Zimbabwe's real problem isn't tinted windows

Published: 2 hours ago
Only in Zimbabwe can a government decree be born in the morning and die by sundown. On Tuesday, Presidential Affairs secretary Tafadzwa Muguti thundered against tinted windows, ordering citizens to strip them off or risk having police smash them out. By evening, presidential spokesperson George Charamba had dismissed the ban as nonsense with "no basis in fact or law."

What was sold as a crackdown on crime instantly became a comedy skit.

Yet the joke is not funny — it is familiar. Another policy driven by bluster, contradiction and double standards. Another reminder that in Zimbabwe, the law is never about justice; it is about control.

Let's be clear. Even if Muguti's decree had stood, it reeked of hypocrisy. Why should kombis and private motorists be forced to peel their tint while government VIPs, security convoys and luxury SUVs cruise around under blackened glass? Why one law for "them" and another for "us"?

The truth is, Zimbabwe's problem is not tinted windscreens. It is a tinted economy — a nation suffocated by secrecy, corruption and selective rules.

The tint that really matters

Everywhere you look, the country is shrouded in darkness. Diamond revenues vanish into thin air. Fuel tenders are awarded under the table. Public debt balloons without explanation. Civil servants are paid in ZiG, a currency collapsing under inflation, while elites hoard US dollars for their shopping trips abroad.

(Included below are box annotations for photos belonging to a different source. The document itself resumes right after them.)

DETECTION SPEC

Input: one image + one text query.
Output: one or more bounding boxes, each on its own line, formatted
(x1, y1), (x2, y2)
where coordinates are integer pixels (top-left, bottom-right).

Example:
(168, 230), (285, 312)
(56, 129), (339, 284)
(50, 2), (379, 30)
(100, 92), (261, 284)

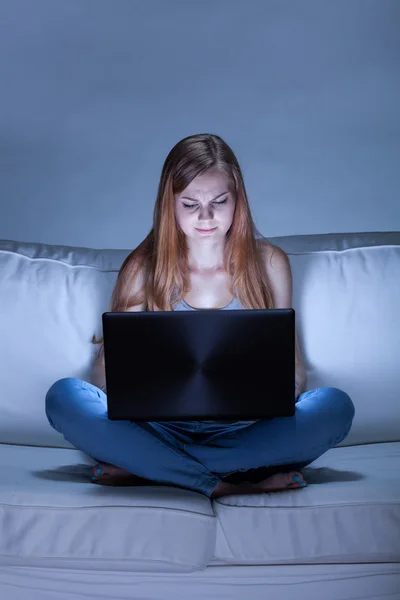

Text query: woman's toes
(262, 471), (307, 492)
(287, 471), (307, 487)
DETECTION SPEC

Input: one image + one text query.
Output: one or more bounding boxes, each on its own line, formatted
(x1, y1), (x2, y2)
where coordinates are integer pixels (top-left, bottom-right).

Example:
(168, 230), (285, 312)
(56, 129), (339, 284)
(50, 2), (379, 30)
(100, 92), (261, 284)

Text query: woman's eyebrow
(181, 192), (229, 202)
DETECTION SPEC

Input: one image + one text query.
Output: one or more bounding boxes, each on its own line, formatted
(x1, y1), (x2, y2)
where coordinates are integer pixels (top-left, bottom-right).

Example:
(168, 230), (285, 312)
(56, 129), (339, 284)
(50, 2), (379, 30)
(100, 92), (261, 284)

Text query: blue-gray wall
(0, 0), (400, 248)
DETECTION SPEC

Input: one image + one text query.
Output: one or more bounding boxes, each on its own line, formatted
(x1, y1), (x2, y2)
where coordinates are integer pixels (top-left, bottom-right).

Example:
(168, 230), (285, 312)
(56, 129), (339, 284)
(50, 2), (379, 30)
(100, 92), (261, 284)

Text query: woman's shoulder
(257, 238), (288, 268)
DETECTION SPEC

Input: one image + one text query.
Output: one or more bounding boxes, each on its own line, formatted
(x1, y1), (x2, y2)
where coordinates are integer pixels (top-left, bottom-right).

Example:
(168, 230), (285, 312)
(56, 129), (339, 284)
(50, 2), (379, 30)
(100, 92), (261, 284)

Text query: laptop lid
(102, 308), (295, 421)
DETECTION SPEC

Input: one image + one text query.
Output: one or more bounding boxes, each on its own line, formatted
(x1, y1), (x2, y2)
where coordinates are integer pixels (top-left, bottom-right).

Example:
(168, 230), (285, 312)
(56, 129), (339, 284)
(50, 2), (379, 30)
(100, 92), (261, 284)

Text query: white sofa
(0, 232), (400, 600)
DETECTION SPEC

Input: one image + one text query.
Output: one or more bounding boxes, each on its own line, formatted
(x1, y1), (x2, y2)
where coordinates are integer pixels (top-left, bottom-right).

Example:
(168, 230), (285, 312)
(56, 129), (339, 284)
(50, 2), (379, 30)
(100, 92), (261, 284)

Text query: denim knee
(45, 377), (80, 429)
(324, 387), (355, 427)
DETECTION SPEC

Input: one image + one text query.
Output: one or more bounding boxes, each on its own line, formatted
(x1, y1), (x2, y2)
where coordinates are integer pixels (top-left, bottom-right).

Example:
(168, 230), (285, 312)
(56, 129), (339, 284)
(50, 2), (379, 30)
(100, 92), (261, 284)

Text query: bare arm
(91, 304), (144, 392)
(91, 264), (145, 392)
(265, 241), (307, 400)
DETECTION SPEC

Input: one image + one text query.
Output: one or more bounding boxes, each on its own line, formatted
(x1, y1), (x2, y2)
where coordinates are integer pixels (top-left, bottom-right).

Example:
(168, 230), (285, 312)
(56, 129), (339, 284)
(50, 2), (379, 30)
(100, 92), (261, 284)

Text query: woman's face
(175, 171), (235, 242)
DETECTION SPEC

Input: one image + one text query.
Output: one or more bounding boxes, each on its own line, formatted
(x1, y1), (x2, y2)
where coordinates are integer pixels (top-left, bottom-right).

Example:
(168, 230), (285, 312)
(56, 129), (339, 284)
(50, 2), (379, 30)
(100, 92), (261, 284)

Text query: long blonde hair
(92, 134), (273, 352)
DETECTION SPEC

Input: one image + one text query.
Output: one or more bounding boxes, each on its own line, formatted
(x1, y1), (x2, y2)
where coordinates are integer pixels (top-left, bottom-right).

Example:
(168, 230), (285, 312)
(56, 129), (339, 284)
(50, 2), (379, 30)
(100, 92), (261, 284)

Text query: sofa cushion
(212, 442), (400, 565)
(0, 442), (400, 572)
(0, 232), (400, 448)
(0, 444), (215, 572)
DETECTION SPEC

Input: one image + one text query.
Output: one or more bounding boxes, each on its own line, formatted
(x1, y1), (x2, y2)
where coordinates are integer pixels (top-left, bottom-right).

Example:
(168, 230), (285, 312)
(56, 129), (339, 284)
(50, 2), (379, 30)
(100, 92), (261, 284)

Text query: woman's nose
(199, 206), (214, 221)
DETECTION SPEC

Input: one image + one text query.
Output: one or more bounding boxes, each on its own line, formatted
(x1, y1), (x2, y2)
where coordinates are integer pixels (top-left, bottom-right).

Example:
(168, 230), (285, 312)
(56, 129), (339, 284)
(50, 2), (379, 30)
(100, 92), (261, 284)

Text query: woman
(46, 134), (354, 498)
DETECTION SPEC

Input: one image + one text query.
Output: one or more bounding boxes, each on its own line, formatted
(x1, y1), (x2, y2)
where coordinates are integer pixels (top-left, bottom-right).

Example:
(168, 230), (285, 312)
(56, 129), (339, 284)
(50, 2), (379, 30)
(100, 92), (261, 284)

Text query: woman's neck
(188, 243), (224, 272)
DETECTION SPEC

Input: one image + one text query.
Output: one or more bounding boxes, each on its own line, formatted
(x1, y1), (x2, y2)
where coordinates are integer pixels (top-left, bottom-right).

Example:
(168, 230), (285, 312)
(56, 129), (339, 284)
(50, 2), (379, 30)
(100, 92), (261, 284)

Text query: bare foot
(92, 463), (152, 486)
(210, 471), (307, 500)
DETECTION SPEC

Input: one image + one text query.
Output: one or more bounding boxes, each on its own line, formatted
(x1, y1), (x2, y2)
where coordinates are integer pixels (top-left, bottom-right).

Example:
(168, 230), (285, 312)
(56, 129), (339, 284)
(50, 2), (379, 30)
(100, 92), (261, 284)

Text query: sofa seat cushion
(0, 444), (216, 572)
(211, 442), (400, 565)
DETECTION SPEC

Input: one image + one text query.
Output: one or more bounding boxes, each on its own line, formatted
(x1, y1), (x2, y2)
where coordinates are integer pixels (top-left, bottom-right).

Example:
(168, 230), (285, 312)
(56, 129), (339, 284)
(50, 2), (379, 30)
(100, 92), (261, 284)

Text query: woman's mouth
(195, 227), (218, 233)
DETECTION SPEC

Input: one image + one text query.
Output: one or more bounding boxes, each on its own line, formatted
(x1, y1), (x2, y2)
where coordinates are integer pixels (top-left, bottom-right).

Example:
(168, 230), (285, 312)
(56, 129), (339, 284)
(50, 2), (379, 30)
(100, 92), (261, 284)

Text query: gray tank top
(174, 298), (256, 427)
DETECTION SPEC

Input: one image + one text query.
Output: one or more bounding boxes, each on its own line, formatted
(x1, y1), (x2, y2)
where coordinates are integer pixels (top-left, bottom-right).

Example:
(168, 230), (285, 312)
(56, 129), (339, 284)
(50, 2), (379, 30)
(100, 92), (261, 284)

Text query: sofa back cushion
(0, 233), (400, 447)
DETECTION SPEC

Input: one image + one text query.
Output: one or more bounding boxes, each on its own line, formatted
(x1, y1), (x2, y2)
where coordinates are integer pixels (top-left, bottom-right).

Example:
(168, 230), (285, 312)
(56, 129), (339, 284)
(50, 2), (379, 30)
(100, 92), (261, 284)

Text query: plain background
(0, 0), (400, 249)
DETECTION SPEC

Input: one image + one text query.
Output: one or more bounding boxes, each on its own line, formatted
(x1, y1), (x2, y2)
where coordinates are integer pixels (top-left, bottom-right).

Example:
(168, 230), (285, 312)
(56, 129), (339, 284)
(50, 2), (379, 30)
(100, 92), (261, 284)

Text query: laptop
(102, 308), (295, 421)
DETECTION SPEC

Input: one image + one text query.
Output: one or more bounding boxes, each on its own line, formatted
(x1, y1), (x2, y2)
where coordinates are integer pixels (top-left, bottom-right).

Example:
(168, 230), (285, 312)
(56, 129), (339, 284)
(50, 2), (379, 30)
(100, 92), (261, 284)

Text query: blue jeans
(46, 377), (354, 497)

The Zimbabwe Coalition on Debt and Development (Zimcodd) estimates billions are lost each year through corruption and illicit financial flows. Billions! Enough to fix hospitals, build roads, and end the power cuts that choke industry. Instead, ordinary citizens are told to "remove their tint" while the powerful hide behind theirs.

Vendors are arrested for selling tomatoes on pavements, but politically connected cartels import fuel duty-free. Pensioners are forced to accept worthless ZiG, while the rich send their children to schools in Europe. Laws apply to the powerless; privilege is factory-fitted for the powerful.

A nation living in shadows

Muguti claims tinted kombis hide criminals. Maybe so. But the darkest crimes in Zimbabwe are not committed in minibus taxis — they are hidden in ministries, parastatals and State House.

If government is serious about banning tint, let it start with Treasury. Let it strip the tint off procurement and expose who benefits from multi-million-dollar tenders. Let it strip the tint off Zupco and reveal where the subsidies go. Let it strip the tint off diamond mines and show where the wealth really flows.

But that will never happen, will it? Because in Zimbabwe, laws are crafted for the weak and exceptions are reserved for the strong.

No more tint on truth

Citizens are not fools. They see through the double standards. They know that what Muguti presented as public safety was just political theatre — a circus act performed in the name of governance.

Until the State removes the tint from its own dealings, Zimbabweans will continue living in the shadows: ruled by decrees that collapse overnight, governed by laws designed for the powerless, and suffocated by a tinted economy that hides the truth while draining the nation's lifeblood.

This was never about banning tint on cars. It was always about protecting the tint on power.

And until that tint is stripped away, Zimbabwe will remain a country where light never penetrates — not on the roads, not in the markets, and certainly not in the halls of power.